Wild Rumpus Sports

A Frustrating Final Race

I skied my last race of the season on Saturday. It did not go well.

The last time I raced the Bretton Woods Nordic Marathon, I dropped the second place finisher in the first 5 km. Even though I knew that several Craftsbury Green Team members would be there, along with David Sinclair and a strong college skier contingent, I still let the memory of easy victory allow me to believe I was the favorite.

Unlike the last time I skied this race, there was still a very large group at 5 km. And I (in what is a bit of a theme for this race) was careless, allowing myself to drift back in the group on a big downhill, so that when I major pile-up occurred at the bottom of the hill, I couldn’t avoid it. I did managed to bail in such a way that I broke neither my own poles or anyone else’s. I stood back up in about 25th place, fought my way toward the front, and then almost crashed again on a sharp left turn — a Dartmouth skier and I both went off the trail to get around the group that had fallen.

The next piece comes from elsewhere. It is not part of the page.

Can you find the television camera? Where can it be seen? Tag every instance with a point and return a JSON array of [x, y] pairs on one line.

At this point, I was sick of other skiers. I worked my way to the front, and on the one solid climb, I pushed at about 95% effort. I anticipated that this would break the field, but all three Green Team members, along with Sinclair and at least one other skier, stuck to me and didn’t seem to be in distress. I just didn’t have enough in my legs to drop them. As we came down from the top of the course to the lap (a long six kilometers of down and flat with only a couple interruptions of climbing) four or five other skiers caught us. I was not feeling good about my prospects in the race.

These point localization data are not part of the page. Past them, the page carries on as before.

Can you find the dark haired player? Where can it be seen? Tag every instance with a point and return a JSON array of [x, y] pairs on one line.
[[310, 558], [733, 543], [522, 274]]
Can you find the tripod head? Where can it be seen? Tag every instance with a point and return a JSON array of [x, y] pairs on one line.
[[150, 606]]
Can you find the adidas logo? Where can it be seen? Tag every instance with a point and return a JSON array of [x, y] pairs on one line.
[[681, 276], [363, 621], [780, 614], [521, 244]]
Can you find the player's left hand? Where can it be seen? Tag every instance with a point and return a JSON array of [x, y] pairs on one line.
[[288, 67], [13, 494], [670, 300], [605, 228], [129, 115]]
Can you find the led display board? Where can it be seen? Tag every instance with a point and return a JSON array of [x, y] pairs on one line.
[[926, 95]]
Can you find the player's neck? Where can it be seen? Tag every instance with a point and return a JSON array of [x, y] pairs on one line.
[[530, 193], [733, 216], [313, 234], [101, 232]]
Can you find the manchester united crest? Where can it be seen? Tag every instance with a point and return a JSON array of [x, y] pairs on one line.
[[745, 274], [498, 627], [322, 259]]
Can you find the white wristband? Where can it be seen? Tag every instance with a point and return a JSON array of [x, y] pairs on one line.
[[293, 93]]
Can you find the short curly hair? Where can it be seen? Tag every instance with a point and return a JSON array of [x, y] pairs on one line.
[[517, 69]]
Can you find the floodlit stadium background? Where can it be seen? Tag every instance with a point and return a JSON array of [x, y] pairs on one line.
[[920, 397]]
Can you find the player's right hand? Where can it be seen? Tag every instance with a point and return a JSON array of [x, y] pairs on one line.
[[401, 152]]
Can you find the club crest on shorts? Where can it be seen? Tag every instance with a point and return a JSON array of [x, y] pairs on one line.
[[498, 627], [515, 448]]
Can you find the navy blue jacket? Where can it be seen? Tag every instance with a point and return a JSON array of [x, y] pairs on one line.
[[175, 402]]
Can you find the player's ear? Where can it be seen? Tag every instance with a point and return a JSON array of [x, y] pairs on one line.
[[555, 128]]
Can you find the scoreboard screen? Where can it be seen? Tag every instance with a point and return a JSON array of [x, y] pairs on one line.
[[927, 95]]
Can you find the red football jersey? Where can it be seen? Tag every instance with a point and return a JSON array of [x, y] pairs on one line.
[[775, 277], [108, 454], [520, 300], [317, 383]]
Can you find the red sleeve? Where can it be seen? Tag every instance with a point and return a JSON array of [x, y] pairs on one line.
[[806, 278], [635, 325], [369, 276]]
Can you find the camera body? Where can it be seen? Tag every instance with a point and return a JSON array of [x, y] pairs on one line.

I felt a lot worse when we came to the lap and Vermeer and Dougherty switched skis. I had not done my homework, and did not know that this was allowed (another unforced error by me). It quickly became clear that not only were the two of them (plus Sinclair, who did not change skis) double-poling faster and more effectively than I was, but they were doing so on faster skis. The three of them attacked on a downhill just after I took a feed, and I had to go nearly all out to keep them in sight. I fought my way from 9th place to 4th. As we started to climb, I would make time each time we strided, and lose it again on the flats. I managed to get to within about five seconds at one point, and by skiing very aggressively through the rolling section at the top of the course I didn’t lose much time.

When, just before the top of the course, I was passed by Jeff Tucker and Vanya Rybkin, I lost motivation. I had used all of my energy to keep in the race until this point, and I just watched as the race unfolded in front of me on the downs, and then as the top skiers went out of sight.

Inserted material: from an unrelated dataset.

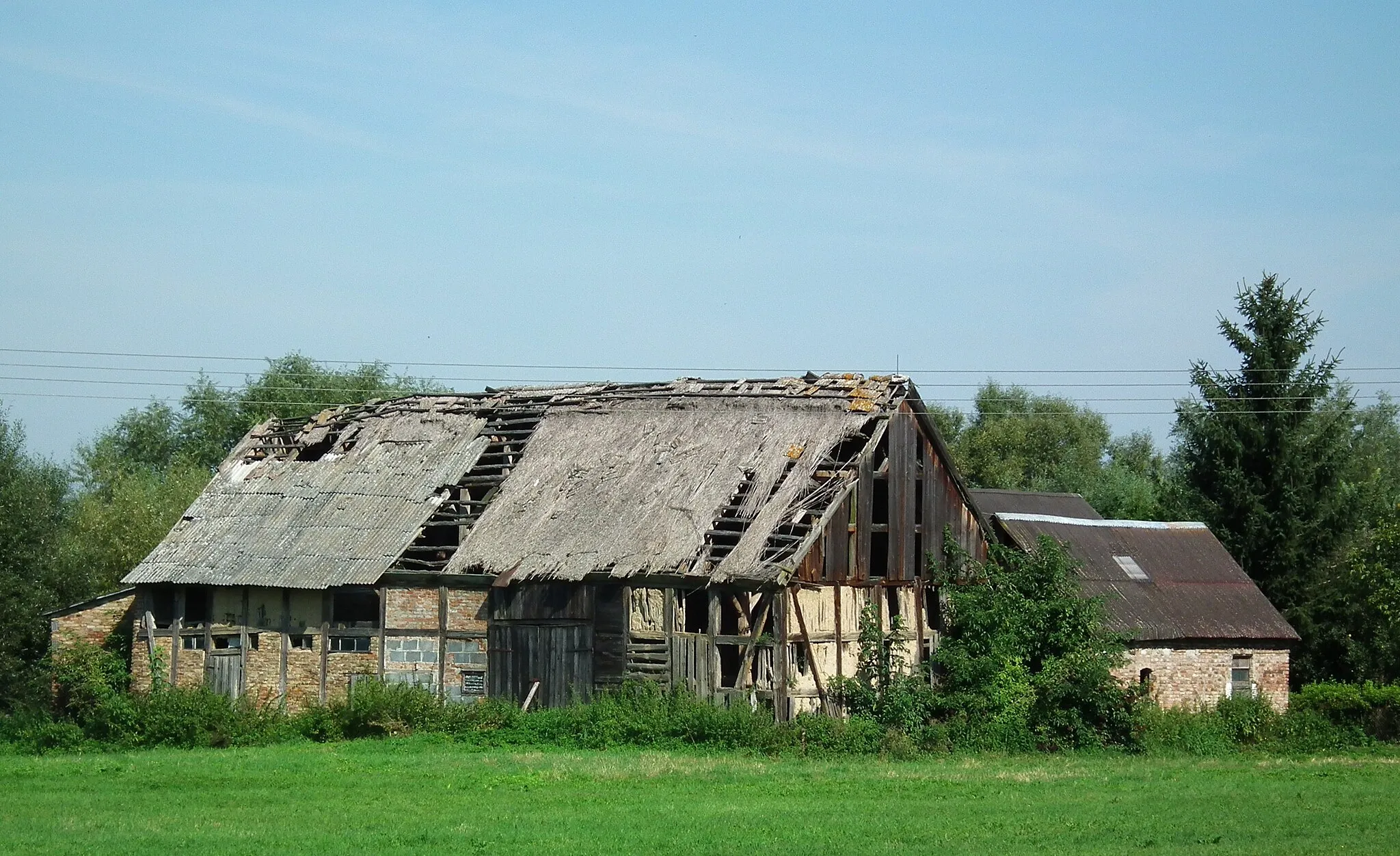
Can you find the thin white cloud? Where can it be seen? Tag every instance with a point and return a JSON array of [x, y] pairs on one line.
[[236, 108]]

At the time I was frustrated by my poor skis, but this seems silly. Everyone in the race waxed their own skis, so I have no excuse there. And while I was probably the best climber in the field, there were at least half a dozen other skiers who were better on the flats – and this was a very flat course. Maybe on a day where I felt stronger, or different snow, I could have been in the race after 25 km. But the simple fact is, while I have been close to or ahead of Vermeer, Sinclair, and Dougherty on shorter races with more hills, the three of them are clearly better than I am in a race like this.

And as I am not sure I said this very clearly to them at the finish line, I will close this post by offering them congratulations on their well-earned success in this race.